I am trying to merge replicates from a bisulfite sequencing experiment. I am working with the output files of the MOABS programme, which gives positions for CpGs and if they were methylated or not. It can be thought of as a bed file with extra columns - some columns have counts I want to sum and keep track of, some I want to be able to specify as "+", "-", or "B" . Would anyone know of a programme that can do this? Or a script somewhere?
I actually wrote a programme in R that works, but with my relatively basic coding it's just too slow for the huge files I have, so I'm looking for a new direction. I've tried bedtools merge too but it doesn't give me the flexibility I need. Same for bedops possibly?
The headers for my data are as follows:
chrom start end ratio totalC methC strand next Plus totalC methC Minus totalC methC
This is a sample of my data:
chr1 3000573 3000575 1 2 2 + G + 2 2 - 0 0
chr1 3000573 3000575 1 5 5 B G + 3 3 - 2 2
chr1 3000573 3000575 1 5 5 B G + 4 4 - 1 1
chr1 3000725 3000727 1 1 1 - G + 0 0 - 1 1
chr1 3000725 3000727 1 1 1 - G + 0 0 - 1 1
And I'm looking to end up with this:
chr1 3000573 3000575 1 12 12 B G + 9 9 - 3 3
chr1 3000725 3000727 1 2 2 - G + 0 0 - 2 2
Any suggestions much appreciated. Thanks in advance!
I would use
awk
to solve such problem (e.g.,group
). Can you please explain what you want to do with column 7 (+/-/B) as this is not clear to me.Column 7 is the awkward one. If both columns 10 and 13 are > 0 then column 7 gets a "B" (meaning counts come from both + and - strands). If only column 10 is > 0 then it's a "+", and only column 13 is > 0 then it's "-".

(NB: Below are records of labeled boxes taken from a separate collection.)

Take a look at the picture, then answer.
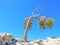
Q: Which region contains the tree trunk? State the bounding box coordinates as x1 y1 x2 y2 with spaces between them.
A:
24 30 28 42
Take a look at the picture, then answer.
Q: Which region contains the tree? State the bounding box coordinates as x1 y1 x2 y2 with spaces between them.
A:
24 7 54 42
24 15 35 42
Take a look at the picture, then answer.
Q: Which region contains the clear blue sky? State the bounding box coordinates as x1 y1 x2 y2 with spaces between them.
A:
0 0 60 40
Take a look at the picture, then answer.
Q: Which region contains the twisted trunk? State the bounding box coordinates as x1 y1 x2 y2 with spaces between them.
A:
24 30 28 42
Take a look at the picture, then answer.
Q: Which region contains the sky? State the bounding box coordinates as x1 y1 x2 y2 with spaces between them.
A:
0 0 60 40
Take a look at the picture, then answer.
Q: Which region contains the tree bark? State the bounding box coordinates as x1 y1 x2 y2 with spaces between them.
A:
24 30 28 42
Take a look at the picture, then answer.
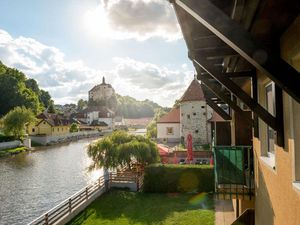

Could you please say a bit more on which
awk
commands might work? I'm not too familiar with it.I thought I'd written a little python program to do this for MOABS files, but can't seem to find it at the moment. Anyway, this is pretty simple to do in any scripting languages (you could even use awk, but it'd get a bit unwieldy).